Proxy point best practices
The typical large scale use of proxy points has historically been in a Supervisor station to model and display real-time values centrally in Px views. Historically, a Supervisor station may have several hundred or even thousands of proxy points with data that originated within multiple remote stations.
Are proxy points even needed for Px views?
The introduction of export tags, metadata tagging and enhanced writable virtual points has diminished the need for proxy points in a Supervisor stations:
If a Supervisor needs to serve up Px pages that already exist in a station, the use of PxViewTag export tags in that controller station can automatically replicate all needed components on the Supervisor, including all necessary virtual points. Proxy points are not needed.
If you are engineering Px pages that exist only in the Supervisor station and you need real-time values from subordinate controller stations with access to right-click actions, consider using virtual points instead. In some cases, writable virtual points offer techniques previously harder to perform, such as providing a user edit access in a graphic to properties, such as alarm limits.
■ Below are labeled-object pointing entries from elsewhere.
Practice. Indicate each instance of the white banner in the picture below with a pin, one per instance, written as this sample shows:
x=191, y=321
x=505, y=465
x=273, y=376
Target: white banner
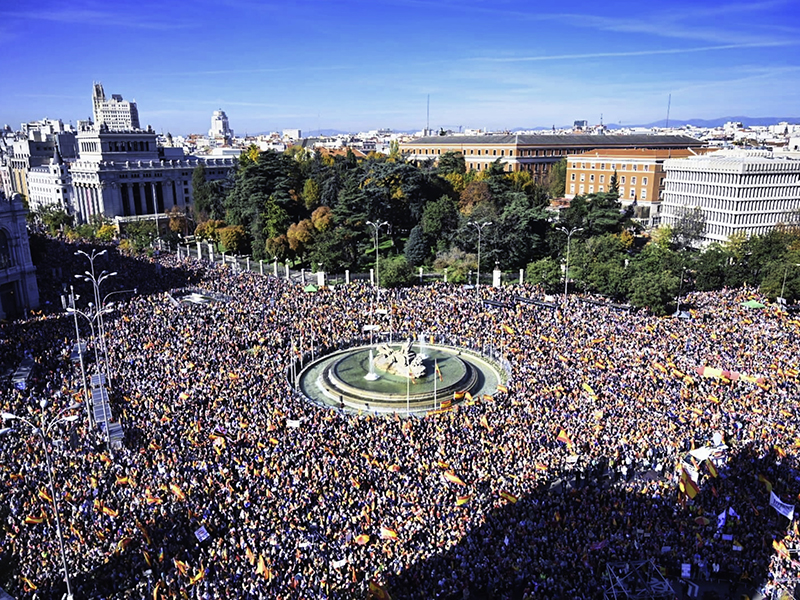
x=787, y=510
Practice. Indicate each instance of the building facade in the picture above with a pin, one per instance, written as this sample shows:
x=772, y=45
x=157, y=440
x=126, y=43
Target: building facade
x=739, y=191
x=220, y=128
x=640, y=176
x=125, y=174
x=533, y=153
x=49, y=185
x=18, y=289
x=115, y=114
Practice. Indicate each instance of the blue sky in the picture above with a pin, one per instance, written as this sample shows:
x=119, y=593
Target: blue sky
x=355, y=65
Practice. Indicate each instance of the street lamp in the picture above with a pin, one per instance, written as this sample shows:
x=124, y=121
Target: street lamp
x=568, y=233
x=479, y=227
x=377, y=228
x=43, y=433
x=785, y=273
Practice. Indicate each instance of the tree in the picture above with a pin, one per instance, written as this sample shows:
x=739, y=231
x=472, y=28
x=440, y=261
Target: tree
x=545, y=272
x=557, y=180
x=395, y=272
x=54, y=218
x=689, y=228
x=440, y=220
x=233, y=239
x=417, y=248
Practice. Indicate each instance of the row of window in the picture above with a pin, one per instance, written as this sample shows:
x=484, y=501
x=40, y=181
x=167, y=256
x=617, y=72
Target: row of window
x=613, y=166
x=601, y=188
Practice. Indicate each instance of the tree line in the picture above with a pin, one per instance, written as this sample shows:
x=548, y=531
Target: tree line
x=310, y=209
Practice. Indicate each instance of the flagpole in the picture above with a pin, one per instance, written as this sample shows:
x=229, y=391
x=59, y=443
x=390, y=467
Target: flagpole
x=435, y=377
x=408, y=394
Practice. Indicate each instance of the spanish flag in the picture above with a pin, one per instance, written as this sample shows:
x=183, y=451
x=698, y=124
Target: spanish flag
x=378, y=592
x=453, y=478
x=687, y=484
x=564, y=438
x=177, y=491
x=30, y=520
x=200, y=575
x=508, y=496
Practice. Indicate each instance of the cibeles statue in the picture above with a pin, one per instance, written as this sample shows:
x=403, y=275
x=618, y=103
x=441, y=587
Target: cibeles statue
x=403, y=361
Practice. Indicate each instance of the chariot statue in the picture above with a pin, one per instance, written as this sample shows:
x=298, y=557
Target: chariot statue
x=403, y=361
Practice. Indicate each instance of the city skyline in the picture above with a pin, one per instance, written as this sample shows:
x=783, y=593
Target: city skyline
x=356, y=66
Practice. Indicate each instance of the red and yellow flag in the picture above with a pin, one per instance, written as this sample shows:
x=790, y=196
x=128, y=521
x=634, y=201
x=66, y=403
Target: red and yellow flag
x=564, y=438
x=508, y=496
x=687, y=484
x=453, y=478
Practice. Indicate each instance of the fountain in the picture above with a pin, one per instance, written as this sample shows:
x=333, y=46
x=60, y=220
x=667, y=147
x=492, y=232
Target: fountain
x=371, y=375
x=392, y=378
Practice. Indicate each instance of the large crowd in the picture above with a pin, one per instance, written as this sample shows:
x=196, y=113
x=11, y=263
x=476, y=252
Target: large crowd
x=574, y=466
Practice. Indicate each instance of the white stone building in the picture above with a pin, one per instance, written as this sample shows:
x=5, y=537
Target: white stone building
x=18, y=288
x=739, y=191
x=49, y=185
x=126, y=174
x=115, y=114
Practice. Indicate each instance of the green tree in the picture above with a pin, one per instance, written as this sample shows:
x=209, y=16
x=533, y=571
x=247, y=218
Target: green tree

Metadata tags associated with objects, including categories, roles (permissions), and hierarchies, provide access control and configuration options to manage automated buildings efficiently.
Avoid point extensions under proxy points
Although there is no rules to prevent you from adding history extensions or alarm extensions to proxy points, doing so may be unwise as even momentary communication issues between a controller station and its Supervisor station can result in loss of otherwise recorded history records and alarm conditions.
These recommendations apply to configuring roxy points:
Instead of adding a history extension to a proxy point in the Supervisor station, add it to the source point in the remote station. Then, either import such histories into the Supervisor or, from the controller station side, export them to the Supervisor.
Instead of adding an alarm extension to a proxy point in the Supervisor station, add it to the source point in the remote station. Then, configure alarm routing from the controller station into the Supervisor.
The routines for inter-station history archiving (import) and alarm routing provide integral retry mechanisms, such that temporary loss of station communication typically does not result in loss of history data or alarm events. Instead, that data safely reside in the controller until communication can be re-established.
When is a proxy point required
A proxy point is required when station control logic requires its data value, that is, as the source of a link. For example, you may have a local Average math component that is averaging temperature values sourced from three different stations, using proxy points. Virtual components cannot be used in this way because they do not persist. They exist only during active subscriptions (typically from users accessing Px pages).
Controller stations that directly share and process selected data for control purposes require proxy points.